WNHW
- Belmont, New Hampshire; United States;
- Broadcast area: Concord, New Hampshire; Lakes Region
- Frequency: 93.3 MHz
- Branding: 93.3 the Wolf

Programming
- Format: Country

Ownership
- Owner: Binnie Media; (WBIN Media Co. Inc.);
- Sister stations: WXLF; WEMJ; WJYY; WLNH-FM; WNNH; WTPL;

History
- First air date: May 8, 1994
- Former call signs: WNHI (1994–2005)
- Call sign meaning: "New Hampshire's Wolf"

Technical information
- Licensing authority: FCC
- Facility ID: 54908
- Class: A
- ERP: 300 watts
- HAAT: 311 meters (1,020 ft)
- Transmitter coordinates: 43°23′52.2″N 71°33′1.2″W﻿ / ﻿43.397833°N 71.550333°W

Links
- Public license information: Public file; LMS;
- Webcast: Listen live
- Website: 933thewolf.com

= WNHW =

Country music radio station in Belmont, New Hampshire

WNHW (93.3 MHz) is a commercial FM radio station broadcasting a country music format. Licensed to Belmont, New Hampshire, it serves the Concord and Lakes Region areas of New Hampshire.
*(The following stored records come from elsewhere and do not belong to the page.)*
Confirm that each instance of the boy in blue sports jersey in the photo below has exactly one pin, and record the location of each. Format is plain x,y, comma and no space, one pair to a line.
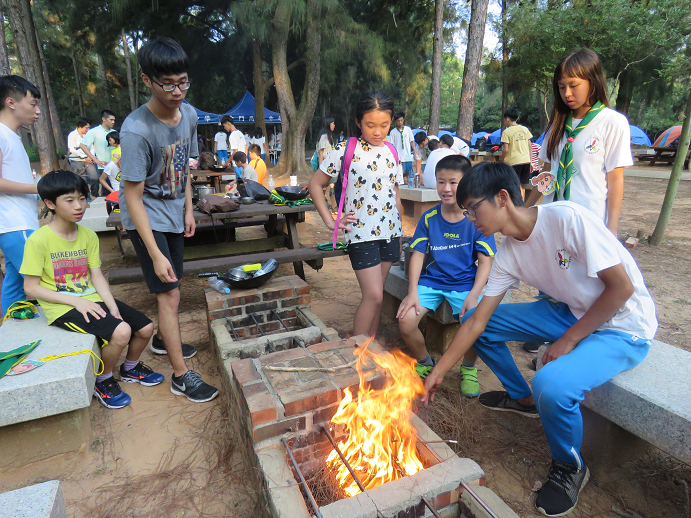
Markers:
450,272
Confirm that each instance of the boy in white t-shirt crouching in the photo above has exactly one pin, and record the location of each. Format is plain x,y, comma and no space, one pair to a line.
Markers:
602,326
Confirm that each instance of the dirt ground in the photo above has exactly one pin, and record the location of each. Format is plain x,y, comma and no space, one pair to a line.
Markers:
165,457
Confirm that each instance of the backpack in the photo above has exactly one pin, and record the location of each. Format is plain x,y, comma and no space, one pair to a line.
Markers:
345,167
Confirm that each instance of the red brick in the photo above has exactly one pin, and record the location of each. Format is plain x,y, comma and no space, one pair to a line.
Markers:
328,346
310,396
244,371
282,356
261,433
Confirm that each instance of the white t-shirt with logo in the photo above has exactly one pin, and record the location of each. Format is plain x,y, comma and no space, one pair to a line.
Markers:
429,177
603,145
237,141
568,246
221,139
17,211
401,140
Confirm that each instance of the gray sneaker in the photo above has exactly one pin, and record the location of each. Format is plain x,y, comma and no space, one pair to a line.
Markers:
193,388
500,400
559,495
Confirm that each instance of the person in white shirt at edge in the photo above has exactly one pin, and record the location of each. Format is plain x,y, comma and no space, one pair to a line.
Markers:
599,137
402,139
75,155
236,142
439,148
602,325
18,192
460,147
97,138
221,146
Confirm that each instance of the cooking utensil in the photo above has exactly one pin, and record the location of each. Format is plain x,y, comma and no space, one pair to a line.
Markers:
293,193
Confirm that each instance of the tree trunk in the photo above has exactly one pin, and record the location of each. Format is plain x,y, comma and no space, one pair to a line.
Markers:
471,71
674,177
104,80
295,120
77,81
504,62
258,87
128,66
625,91
435,87
4,55
24,33
60,142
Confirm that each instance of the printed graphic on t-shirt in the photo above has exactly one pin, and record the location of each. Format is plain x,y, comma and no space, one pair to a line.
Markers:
71,272
174,169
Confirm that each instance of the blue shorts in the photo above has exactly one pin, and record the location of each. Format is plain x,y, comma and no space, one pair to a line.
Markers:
431,298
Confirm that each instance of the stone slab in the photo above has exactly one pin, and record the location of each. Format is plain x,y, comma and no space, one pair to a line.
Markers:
57,386
419,194
654,392
38,501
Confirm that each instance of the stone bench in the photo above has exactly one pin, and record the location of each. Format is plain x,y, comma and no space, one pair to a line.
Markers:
417,200
38,501
45,412
652,401
440,325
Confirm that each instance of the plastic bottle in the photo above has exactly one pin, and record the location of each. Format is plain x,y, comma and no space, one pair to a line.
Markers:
218,285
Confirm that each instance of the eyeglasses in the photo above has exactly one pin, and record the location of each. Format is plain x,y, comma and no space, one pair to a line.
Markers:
169,87
471,210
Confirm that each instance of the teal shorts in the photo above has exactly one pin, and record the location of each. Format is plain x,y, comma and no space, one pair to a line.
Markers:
431,298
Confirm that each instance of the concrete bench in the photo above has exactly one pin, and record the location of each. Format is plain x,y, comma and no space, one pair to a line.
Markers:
45,412
651,401
38,501
417,200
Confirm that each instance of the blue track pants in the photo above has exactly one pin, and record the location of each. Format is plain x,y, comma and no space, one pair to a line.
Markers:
561,384
12,246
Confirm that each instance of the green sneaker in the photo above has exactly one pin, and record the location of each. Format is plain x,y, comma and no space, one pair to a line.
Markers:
469,385
423,370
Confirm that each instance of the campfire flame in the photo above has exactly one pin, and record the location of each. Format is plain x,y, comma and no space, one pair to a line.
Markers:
381,443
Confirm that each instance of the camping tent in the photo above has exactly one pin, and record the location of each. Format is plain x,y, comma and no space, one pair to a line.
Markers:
205,117
668,136
243,112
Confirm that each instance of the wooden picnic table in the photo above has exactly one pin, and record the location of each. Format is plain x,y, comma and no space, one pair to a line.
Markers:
226,253
665,154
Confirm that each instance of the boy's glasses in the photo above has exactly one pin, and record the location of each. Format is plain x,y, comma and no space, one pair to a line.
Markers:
471,210
169,87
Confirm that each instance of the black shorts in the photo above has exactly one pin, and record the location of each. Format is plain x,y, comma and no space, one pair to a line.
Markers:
372,253
102,327
523,172
172,245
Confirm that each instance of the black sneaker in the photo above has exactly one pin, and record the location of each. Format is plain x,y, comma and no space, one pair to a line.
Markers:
500,400
158,347
191,386
559,495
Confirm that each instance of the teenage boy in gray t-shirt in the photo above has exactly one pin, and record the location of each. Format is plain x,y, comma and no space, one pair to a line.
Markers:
157,141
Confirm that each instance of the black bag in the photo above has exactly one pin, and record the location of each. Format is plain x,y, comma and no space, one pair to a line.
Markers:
252,189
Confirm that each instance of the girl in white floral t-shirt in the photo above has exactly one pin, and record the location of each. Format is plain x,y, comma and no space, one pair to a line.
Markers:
371,213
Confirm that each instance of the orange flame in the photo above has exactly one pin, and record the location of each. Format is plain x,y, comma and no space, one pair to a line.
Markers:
380,441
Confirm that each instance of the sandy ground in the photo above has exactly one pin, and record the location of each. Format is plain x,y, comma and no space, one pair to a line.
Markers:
165,457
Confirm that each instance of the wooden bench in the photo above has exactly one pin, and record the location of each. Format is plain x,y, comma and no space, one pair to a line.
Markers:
310,255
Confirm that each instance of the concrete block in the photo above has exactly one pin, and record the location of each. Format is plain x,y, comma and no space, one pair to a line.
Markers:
471,509
38,501
57,386
40,439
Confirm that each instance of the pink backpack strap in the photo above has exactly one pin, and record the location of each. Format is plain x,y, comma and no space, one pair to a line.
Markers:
347,159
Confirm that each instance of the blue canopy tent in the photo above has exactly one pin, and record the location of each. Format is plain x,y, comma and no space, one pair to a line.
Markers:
205,117
243,112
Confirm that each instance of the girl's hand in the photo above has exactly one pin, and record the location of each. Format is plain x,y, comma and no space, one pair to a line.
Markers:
470,302
411,301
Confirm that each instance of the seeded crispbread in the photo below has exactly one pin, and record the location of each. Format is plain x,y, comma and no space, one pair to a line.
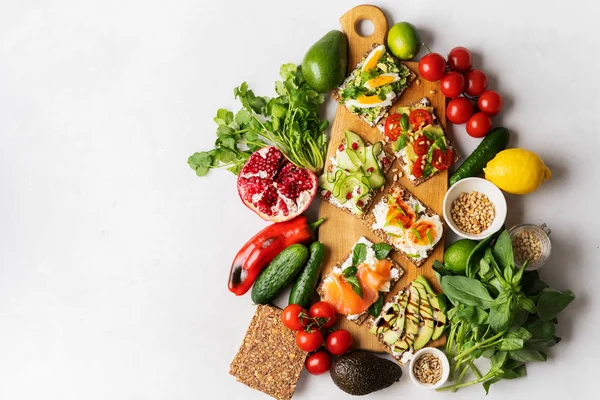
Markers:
335,93
268,359
369,220
365,314
424,102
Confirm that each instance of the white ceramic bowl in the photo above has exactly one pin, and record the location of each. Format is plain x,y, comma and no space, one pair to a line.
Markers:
482,186
445,367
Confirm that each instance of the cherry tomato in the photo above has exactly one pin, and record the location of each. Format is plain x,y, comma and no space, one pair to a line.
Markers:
490,102
394,121
318,363
479,124
420,146
339,342
452,84
309,340
432,67
323,310
419,118
459,110
418,167
291,317
460,59
476,82
442,159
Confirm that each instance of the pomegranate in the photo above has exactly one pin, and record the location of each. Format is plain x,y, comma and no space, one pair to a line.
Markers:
273,187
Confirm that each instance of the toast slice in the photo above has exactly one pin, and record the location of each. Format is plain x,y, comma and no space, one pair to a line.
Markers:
395,273
370,89
433,133
364,179
405,223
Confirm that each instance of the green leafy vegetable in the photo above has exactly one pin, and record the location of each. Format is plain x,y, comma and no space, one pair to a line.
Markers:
289,121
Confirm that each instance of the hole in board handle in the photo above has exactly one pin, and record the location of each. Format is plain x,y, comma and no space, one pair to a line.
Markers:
364,28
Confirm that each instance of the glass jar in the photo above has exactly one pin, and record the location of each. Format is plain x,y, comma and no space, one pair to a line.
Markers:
524,235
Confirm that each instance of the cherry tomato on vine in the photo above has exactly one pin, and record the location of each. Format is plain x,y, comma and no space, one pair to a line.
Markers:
420,146
418,167
291,317
309,340
459,110
479,124
452,84
460,59
432,67
392,128
490,102
419,118
476,82
323,310
318,363
442,159
339,342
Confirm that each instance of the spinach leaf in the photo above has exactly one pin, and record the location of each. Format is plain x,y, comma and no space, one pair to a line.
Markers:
503,253
375,308
359,255
381,250
527,355
551,302
468,291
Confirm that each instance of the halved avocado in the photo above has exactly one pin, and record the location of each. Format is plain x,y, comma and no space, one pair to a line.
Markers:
426,314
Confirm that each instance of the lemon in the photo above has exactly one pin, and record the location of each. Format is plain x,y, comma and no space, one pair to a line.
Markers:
457,254
517,171
403,41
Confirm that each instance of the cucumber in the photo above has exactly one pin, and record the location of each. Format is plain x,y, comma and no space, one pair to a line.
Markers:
279,273
305,285
492,144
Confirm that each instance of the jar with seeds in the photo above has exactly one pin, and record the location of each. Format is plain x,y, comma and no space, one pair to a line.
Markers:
530,243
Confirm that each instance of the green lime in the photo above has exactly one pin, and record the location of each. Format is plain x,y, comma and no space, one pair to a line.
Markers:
456,255
403,41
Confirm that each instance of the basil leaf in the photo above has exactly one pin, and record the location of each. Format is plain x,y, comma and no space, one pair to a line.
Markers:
350,271
468,291
551,302
375,308
359,255
381,250
404,122
355,283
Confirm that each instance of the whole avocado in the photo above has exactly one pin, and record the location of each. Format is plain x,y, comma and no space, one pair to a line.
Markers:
360,372
324,65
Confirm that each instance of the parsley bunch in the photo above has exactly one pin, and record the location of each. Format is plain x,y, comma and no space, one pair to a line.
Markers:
289,121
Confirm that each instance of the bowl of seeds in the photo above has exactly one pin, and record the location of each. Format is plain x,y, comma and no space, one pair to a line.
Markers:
429,368
474,208
531,244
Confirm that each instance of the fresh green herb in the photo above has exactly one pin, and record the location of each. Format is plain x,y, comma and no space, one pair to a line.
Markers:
381,250
290,121
375,308
404,123
498,312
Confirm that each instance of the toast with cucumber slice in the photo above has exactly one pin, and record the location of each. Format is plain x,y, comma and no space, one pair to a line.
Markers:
355,174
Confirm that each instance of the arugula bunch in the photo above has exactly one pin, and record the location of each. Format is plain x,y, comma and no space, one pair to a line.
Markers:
289,121
359,255
499,312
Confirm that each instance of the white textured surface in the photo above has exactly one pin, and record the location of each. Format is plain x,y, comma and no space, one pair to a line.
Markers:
114,256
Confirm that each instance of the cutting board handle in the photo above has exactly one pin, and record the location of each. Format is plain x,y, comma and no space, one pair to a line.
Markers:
360,44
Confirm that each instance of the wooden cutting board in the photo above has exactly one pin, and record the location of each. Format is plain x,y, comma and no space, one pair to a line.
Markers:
342,230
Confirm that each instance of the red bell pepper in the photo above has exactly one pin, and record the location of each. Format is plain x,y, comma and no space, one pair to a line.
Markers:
259,251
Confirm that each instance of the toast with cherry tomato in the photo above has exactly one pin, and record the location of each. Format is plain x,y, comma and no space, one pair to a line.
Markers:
418,140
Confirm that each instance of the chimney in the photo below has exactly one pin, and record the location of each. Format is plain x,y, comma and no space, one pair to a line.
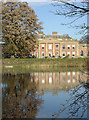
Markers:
40,33
54,33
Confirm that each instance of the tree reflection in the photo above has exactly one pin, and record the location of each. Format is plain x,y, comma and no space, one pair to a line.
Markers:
77,103
20,97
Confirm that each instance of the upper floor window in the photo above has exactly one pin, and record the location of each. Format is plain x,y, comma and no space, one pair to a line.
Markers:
87,53
63,53
57,53
42,53
68,46
63,46
35,53
43,46
68,53
50,54
50,46
73,53
73,46
81,53
57,46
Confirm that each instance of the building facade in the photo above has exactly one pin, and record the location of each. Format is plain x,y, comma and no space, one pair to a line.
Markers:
60,45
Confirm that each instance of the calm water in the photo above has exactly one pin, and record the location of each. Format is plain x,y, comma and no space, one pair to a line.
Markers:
45,94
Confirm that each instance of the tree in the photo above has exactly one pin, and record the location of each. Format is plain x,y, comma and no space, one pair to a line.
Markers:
75,10
20,26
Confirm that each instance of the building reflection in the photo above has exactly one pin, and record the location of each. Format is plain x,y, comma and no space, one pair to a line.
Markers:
51,81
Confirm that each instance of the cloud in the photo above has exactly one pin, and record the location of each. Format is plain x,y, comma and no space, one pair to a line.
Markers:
37,0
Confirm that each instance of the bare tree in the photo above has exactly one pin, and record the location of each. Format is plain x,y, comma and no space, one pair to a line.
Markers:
74,10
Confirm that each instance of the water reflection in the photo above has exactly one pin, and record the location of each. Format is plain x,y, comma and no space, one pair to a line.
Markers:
33,95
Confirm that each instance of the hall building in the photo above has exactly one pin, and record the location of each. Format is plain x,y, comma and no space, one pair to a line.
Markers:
60,45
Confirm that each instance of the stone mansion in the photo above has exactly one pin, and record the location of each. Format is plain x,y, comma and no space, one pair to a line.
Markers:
60,45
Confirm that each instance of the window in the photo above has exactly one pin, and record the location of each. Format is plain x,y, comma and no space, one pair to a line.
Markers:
30,53
68,80
73,46
68,53
57,46
43,80
63,46
73,53
73,80
50,46
63,53
68,73
50,80
42,53
50,54
87,53
43,46
73,73
35,53
81,53
57,53
68,46
63,73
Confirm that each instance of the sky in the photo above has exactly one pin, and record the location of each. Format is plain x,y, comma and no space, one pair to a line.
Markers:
53,23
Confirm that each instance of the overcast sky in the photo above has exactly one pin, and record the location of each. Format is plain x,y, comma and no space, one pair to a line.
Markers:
52,22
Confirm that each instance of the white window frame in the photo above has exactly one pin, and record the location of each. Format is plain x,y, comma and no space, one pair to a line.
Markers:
50,53
63,46
36,53
68,46
68,53
73,53
63,53
73,46
50,46
57,47
43,46
68,73
57,54
44,54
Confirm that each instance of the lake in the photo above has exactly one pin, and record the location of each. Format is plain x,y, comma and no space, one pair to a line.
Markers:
45,94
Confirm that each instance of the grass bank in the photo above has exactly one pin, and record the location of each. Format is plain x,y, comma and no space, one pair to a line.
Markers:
27,65
51,62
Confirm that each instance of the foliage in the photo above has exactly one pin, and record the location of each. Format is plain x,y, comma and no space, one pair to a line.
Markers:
20,27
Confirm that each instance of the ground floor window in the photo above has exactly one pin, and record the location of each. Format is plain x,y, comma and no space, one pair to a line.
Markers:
36,53
42,53
50,54
81,53
73,53
68,53
57,53
30,53
63,54
87,53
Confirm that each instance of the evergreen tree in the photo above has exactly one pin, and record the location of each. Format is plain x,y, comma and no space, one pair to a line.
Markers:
20,26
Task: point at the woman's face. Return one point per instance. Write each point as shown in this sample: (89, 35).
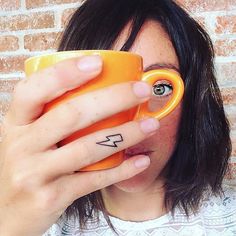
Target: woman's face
(154, 45)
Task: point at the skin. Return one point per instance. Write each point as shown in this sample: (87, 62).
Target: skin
(34, 170)
(128, 199)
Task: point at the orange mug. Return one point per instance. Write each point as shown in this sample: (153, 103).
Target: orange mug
(118, 67)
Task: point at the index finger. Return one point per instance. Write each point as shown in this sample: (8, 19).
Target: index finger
(31, 94)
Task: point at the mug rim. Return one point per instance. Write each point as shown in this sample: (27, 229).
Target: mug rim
(94, 51)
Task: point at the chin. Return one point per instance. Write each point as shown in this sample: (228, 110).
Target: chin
(136, 184)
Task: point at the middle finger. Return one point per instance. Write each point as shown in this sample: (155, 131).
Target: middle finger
(84, 110)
The station is owned by Binnie Media and licensed to WBIN Media Co. Inc.

==History==
The station was assigned the call letters WCNH on September 19, 1989. On March 15, 1994, the station changed its call sign to WNHI; on February 4, 2005, it became WNHW. WNHI, which went on the air May 8, 1994, was originally known as "I-93" (referring to Interstate 93) with a classic rock radio format, which moved to co-owned WWHK/WWHQ in 2005 and is currently heard on WLKZ. Prior to the format swap, the country music format originated on WWHK as WOTX-FM ("Outlaw 102.3").

Its signature voice is John Willyard, voice of the CMA Awards since 1996, whose voice work is heard on many country music stations across North America.

WNHW, along with 16 other stations in northern New England formerly owned by Nassau Broadcasting Partners, was purchased at bankruptcy auction by WBIN Media Company, a company controlled by Bill Binnie, on May 22, 2012. Binnie already owned WBIN-TV in Derry and WYCN-LP in Nashua. The deal was completed on November 30, 2012.